Ravens just going with flow

June 17, 1999|By Ken Rosenthal

Admit the obvious. Is that so much to ask? Call a news conference, swallow your pride and admit that yes, the Ravens face cash-flow problems; yes, the team is suffering; and yes, the issue might take years to resolve.

That's what you should do if you're Ravens owner Art Modell, because no one is fooled anymore. Modell keeps insisting the franchise is not in financial distress. And his actions keep indicating otherwise.

Now comes the latest: Modell is seeking an investor to purchase a share of the team and a waiver of the $29 million relocation fee the NFL assessed the team in 1996 when it approved the move from Cleveland to Baltimore.

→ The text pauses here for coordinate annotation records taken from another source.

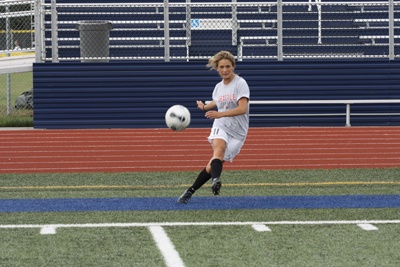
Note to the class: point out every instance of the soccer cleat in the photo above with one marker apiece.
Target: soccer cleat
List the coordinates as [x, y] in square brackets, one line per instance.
[216, 186]
[184, 199]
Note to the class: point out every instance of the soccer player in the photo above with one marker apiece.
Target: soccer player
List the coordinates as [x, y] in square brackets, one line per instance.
[231, 121]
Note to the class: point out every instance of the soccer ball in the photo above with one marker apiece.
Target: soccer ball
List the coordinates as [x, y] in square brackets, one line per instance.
[177, 118]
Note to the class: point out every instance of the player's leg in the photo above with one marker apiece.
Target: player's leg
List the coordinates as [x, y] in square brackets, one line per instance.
[201, 179]
[215, 164]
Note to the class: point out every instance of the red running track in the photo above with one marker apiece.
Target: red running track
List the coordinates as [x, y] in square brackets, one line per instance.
[133, 150]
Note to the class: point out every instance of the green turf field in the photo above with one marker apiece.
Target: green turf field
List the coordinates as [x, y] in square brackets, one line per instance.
[290, 244]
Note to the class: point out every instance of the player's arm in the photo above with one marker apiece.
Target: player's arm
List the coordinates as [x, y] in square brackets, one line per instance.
[206, 107]
[239, 110]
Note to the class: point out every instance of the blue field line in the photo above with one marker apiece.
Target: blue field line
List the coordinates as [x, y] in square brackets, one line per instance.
[199, 203]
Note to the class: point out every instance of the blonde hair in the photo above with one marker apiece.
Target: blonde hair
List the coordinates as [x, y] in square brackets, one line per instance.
[213, 62]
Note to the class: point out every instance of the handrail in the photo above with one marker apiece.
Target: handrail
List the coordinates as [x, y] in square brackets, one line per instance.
[347, 102]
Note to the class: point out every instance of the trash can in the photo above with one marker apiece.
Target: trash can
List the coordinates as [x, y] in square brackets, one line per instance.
[95, 40]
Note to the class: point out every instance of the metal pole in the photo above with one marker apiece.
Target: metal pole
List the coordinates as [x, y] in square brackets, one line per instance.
[391, 30]
[279, 26]
[54, 32]
[9, 47]
[166, 31]
[348, 115]
[234, 23]
[39, 25]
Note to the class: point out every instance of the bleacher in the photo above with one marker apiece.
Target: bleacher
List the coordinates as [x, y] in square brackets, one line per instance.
[250, 30]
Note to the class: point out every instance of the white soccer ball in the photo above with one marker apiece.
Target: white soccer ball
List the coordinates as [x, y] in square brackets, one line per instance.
[177, 118]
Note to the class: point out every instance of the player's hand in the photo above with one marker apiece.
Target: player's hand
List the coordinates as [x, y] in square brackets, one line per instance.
[200, 104]
[213, 114]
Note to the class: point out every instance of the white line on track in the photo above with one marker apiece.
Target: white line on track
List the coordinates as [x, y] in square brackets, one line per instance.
[164, 224]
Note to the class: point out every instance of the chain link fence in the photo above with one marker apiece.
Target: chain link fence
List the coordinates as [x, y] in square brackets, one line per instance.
[190, 31]
[16, 42]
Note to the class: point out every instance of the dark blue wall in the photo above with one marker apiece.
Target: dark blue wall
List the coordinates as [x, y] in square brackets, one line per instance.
[137, 95]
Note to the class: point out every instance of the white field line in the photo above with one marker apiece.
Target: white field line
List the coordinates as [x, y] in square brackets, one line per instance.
[166, 224]
[164, 244]
[367, 227]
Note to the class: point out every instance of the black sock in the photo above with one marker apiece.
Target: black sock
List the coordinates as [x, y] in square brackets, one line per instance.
[216, 168]
[202, 178]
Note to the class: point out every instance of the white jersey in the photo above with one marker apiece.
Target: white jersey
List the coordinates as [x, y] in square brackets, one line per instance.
[226, 97]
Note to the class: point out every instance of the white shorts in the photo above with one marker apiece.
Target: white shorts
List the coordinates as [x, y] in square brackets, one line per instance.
[233, 145]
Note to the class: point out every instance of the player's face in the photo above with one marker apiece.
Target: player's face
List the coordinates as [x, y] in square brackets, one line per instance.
[225, 69]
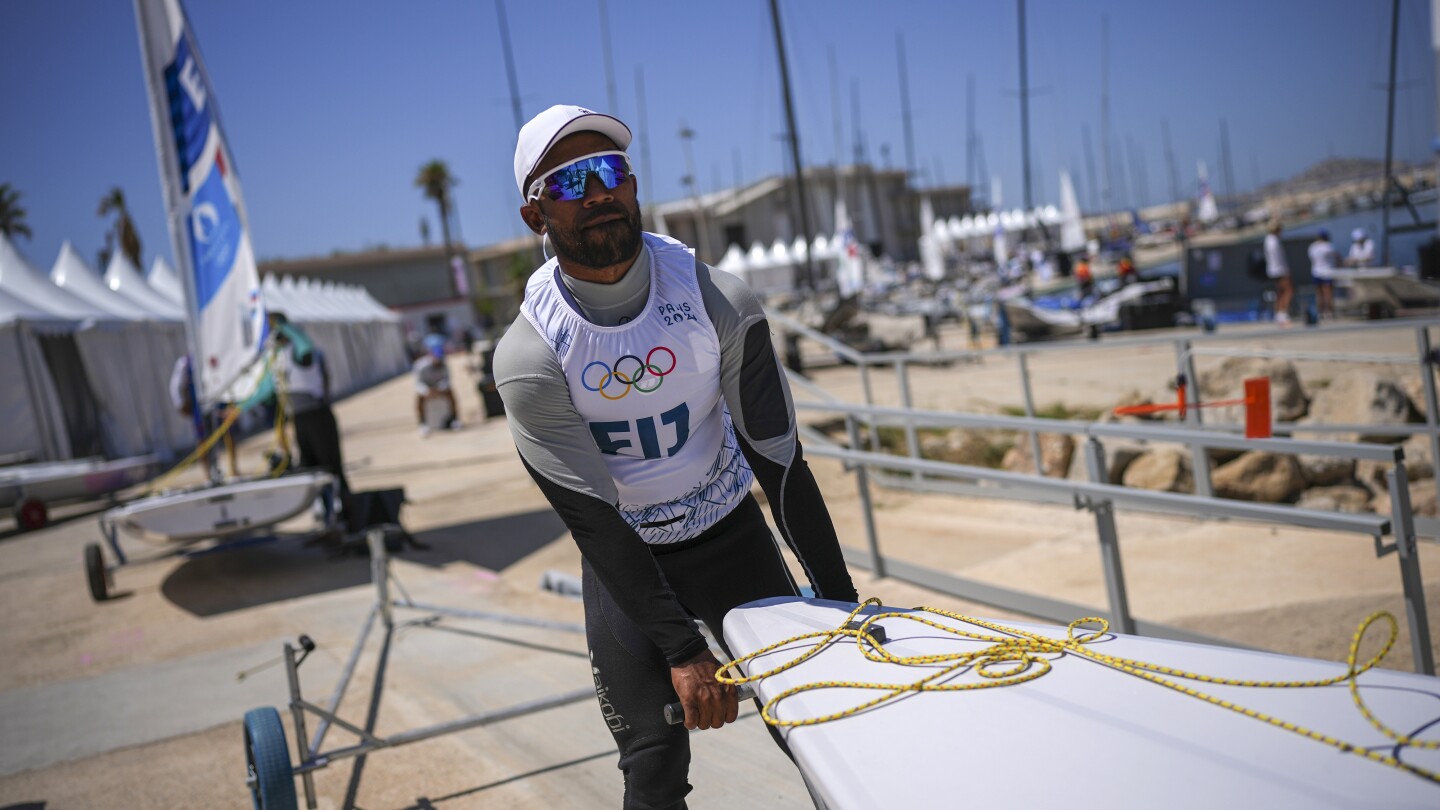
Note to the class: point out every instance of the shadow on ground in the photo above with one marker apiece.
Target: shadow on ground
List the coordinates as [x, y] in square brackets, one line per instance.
[290, 568]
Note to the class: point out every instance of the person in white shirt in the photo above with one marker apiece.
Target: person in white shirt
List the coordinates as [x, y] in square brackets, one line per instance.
[1279, 271]
[1362, 250]
[1322, 268]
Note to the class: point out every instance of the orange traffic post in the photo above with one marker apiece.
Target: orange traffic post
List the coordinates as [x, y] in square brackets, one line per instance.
[1257, 407]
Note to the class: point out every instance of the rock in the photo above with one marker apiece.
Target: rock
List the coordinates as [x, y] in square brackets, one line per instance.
[1054, 448]
[1288, 401]
[1419, 466]
[1422, 500]
[1325, 470]
[1119, 454]
[1362, 398]
[1419, 460]
[1337, 499]
[958, 447]
[1162, 470]
[1259, 476]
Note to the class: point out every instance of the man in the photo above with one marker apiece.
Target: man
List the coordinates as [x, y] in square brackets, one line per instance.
[304, 394]
[1278, 271]
[432, 382]
[644, 397]
[1362, 251]
[1322, 268]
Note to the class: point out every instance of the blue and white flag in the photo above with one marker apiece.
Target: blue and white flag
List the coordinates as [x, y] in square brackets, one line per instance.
[203, 203]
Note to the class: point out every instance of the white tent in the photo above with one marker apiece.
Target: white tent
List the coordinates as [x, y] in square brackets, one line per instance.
[733, 260]
[22, 280]
[164, 280]
[74, 276]
[124, 278]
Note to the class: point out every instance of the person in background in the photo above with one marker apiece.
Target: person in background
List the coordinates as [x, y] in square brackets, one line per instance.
[1083, 277]
[183, 397]
[1125, 270]
[304, 392]
[432, 382]
[1322, 268]
[1278, 271]
[1362, 250]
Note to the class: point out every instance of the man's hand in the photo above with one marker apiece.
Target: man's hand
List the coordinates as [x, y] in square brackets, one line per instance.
[709, 704]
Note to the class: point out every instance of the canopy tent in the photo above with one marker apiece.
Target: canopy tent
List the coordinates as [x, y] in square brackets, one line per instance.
[75, 277]
[22, 280]
[164, 280]
[124, 278]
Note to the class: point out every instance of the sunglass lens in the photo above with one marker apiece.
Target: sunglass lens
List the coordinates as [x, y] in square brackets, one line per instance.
[568, 183]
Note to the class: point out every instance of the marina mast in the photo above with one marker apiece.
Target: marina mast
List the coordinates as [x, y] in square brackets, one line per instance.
[808, 281]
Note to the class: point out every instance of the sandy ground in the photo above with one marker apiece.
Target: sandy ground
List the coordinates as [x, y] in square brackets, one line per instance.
[136, 702]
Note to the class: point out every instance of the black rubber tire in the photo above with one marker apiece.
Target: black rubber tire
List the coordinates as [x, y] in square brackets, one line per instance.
[32, 515]
[267, 754]
[95, 574]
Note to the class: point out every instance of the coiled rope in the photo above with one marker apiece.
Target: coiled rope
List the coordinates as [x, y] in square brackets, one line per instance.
[1015, 656]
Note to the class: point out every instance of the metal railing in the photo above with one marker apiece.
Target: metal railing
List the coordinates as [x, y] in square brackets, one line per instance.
[1098, 495]
[1185, 349]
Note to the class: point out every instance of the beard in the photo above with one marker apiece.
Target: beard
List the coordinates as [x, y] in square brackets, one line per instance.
[599, 247]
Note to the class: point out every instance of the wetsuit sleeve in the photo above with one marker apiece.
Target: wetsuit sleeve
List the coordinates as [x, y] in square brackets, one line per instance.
[560, 456]
[759, 399]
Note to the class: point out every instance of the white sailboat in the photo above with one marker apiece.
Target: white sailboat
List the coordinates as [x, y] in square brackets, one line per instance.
[223, 299]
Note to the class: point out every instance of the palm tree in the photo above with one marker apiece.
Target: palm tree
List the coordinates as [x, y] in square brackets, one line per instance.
[114, 202]
[437, 182]
[12, 215]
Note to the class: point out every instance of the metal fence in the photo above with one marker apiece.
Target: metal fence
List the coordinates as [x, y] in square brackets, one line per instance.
[1098, 495]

Meanwhile, the Ravens might require league assistance to help meet their $185 million debt, through either a loan or relaxation on revenues shared with visiting teams. They also might attempt to restructure part of the debt.

But, nah, none of this affects the way the team is run.

One thing has nothing to do with the other.

Really, everything is great.

On second thought, maybe Modell should hold off on that news conference. Because if he admits the obvious, he will need to face another set of questions, an even harsher set than he is facing now.

Why is he still scrambling financially now that the new stadium is open? Where is the PSL, PSINet and NFL television revenue going? How much is the debt service affecting the operation of the team?

The reality is that this team never would have moved to Baltimore if Modell hadn't been in financial trouble. The club was drowning in red ink then. The Ravens seem to be merely wallowing in it now.

Give them credit -- they do just enough to give the appearance of legitimacy, whether it's extending the contracts of Ray and Jermaine Lewis, hiring Brian Billick as coach or signing Harry Swayne as a free agent.

Still, the overall picture is damning.

Until the extensions for the two Lewises, the Ravens were one of only two teams, along with Philadelphia, that spent under the salary cap from 1994 to '98, according to the NFL Players Association. That means they were saving on the signing bonuses, which often are paid in a lump sum.

The Ravens are the total opposite of the Peter Angelos Orioles, a team that spends lavishly and at times incoherently. Indeed, they're more like the Eli Jacobs Orioles, seemingly restricted from operating the way their revenues should allow.

Go back to last year, when they mishandled the Wally Williams talks. If they had kept their promise to extend Williams' contract, the team might not have crumbled as dramatically as it did, finishing 6-10.

Williams sulked, fellow lineman Orlando Brown sulked and the team's biggest strength became a weakness. Williams and Brown then signed lucrative free-agent deals with New Orleans and Cleveland, respectively.

The Ravens' response was to sign Swayne to a four-year, $13.2 million free-agent contract with a $5 million signing bonus. It was the least they could do, considering they had the league's second-lowest payroll last season, and their four highest-paid players -- Michael Jackson, Williams, Jim Harbaugh and Brown -- are no longer with the team.

Again, no one is advocating that the Ravens spend haphazardly and return to salary-cap jail. But here's a team with severe offensive deficiencies and a new offensive-minded head coach. And many of its free-agent signings were for $400,000, the five-year veteran minimum.

The $400,000 Club includes running back Steve Broussard and receivers Webster Slaughter and Qadry Ismail. Receiver Billy Davis would become another member if he signs.

From there, the Ravens moved from studio apartments to two-bedrooms, while other teams continued building mansions around them.

Tight end Lovett Purnell got $500,000. Fullback Charles Evans received a three-year, $3 million deal. Quarterback Scott Mitchell signed a one-year deal for $3 million -- $500,000 more than Harbaugh received last season.

Creative as Billick might be, you can't win in this league without talent. The Ravens don't have enough on offense. And even on defense, they're probably not where they should be.

For a time, the Ravens talked about adding Marty Carter, a free-agent strong safety. But Carter, 29, wasn't going to accept $400,000. He signed a five-year, $15 million deal with Atlanta, receiving a $2.6 million signing bonus.

The Ravens eventually drafted cornerback Chris McAlister, enabling them to move Rod Woodson to safety. But that position is still a potential trouble spot -- Woodson is aging, Stevon Moore is nearly finished and Kim Herring has shoulder problems. Ah well, there's always Corey Harris, who signed for -- you guessed it -- $400,000.

The defensive line is another unit to watch. The Ravens lost defensive tackle James Jones to Detroit, and now face a critical negotiation with defensive end Michael McCrary, one of their most community-minded players and biggest stars.